9. Eine wichtige Besonderheit beinhaltet die Datenerhebung und ­ nutzung im Bereich der kindschaftrechtlichen Vertretung durch Beistandschaft, Amtspflegschaft und Amtsvormundschaft. Hierzu regelt § 61 Abs. 2 SGB VIII, dass nur der § 68 SGB VIII anzuwenden ist. Daher sind die §§ 62 bis 67 SGB VIII, § 35 SGB I und §§ 67 bis § 85a SGB X sämtlich nicht anwendbar. Anwendbar bleibt jedoch § 203 StGB . § 68 SGB VIII enthält im Übrigen ein abschließendes Zweckbindungsgebot, welches auch für andere Stellen gilt, an die Daten befugt übermittelt worden sind (§ 68 Abs. 4 SGB VIII).

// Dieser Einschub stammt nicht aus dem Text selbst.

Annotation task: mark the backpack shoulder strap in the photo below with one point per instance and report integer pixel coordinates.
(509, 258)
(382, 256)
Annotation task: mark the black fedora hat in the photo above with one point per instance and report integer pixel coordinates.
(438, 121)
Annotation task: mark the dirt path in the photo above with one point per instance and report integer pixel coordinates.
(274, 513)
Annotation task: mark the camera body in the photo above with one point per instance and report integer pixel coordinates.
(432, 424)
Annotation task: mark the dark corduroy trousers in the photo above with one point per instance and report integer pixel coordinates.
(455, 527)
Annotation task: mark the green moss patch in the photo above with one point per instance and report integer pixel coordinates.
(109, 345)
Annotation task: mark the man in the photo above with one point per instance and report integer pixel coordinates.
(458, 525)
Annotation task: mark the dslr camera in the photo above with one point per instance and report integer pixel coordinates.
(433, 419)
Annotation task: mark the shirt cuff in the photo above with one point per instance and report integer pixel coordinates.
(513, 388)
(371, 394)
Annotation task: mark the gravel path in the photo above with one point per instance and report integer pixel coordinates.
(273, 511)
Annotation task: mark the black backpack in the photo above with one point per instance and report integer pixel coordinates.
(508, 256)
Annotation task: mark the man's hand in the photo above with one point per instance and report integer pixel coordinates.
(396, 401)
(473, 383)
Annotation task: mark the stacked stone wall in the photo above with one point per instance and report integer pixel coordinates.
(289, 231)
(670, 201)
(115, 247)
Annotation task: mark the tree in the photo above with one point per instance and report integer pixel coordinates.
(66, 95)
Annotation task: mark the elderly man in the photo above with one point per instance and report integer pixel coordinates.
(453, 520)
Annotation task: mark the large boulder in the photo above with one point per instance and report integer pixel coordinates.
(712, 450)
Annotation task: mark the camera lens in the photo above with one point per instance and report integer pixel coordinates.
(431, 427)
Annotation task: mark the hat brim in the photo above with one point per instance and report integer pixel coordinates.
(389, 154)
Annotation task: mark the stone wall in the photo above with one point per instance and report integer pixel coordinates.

Hiermit ist einerseits eine Erleichterung für die Aufgabenerfüllung verbunden, da die Befugnisse weiter gefasst sind und andererseits eine Privilegierung verbunden, da kein Zugriff von außen wie von den Strafverfolgungsoder Ausländerbehörden nach SGB X zulässig ist. Die Beurteilung der Erforderlichkeit ist von Gesetzes wegen hier in besonderer Weise in die treuhand-ähnliche Vertrauensposition des Beistandes oder Vormundes gelegt.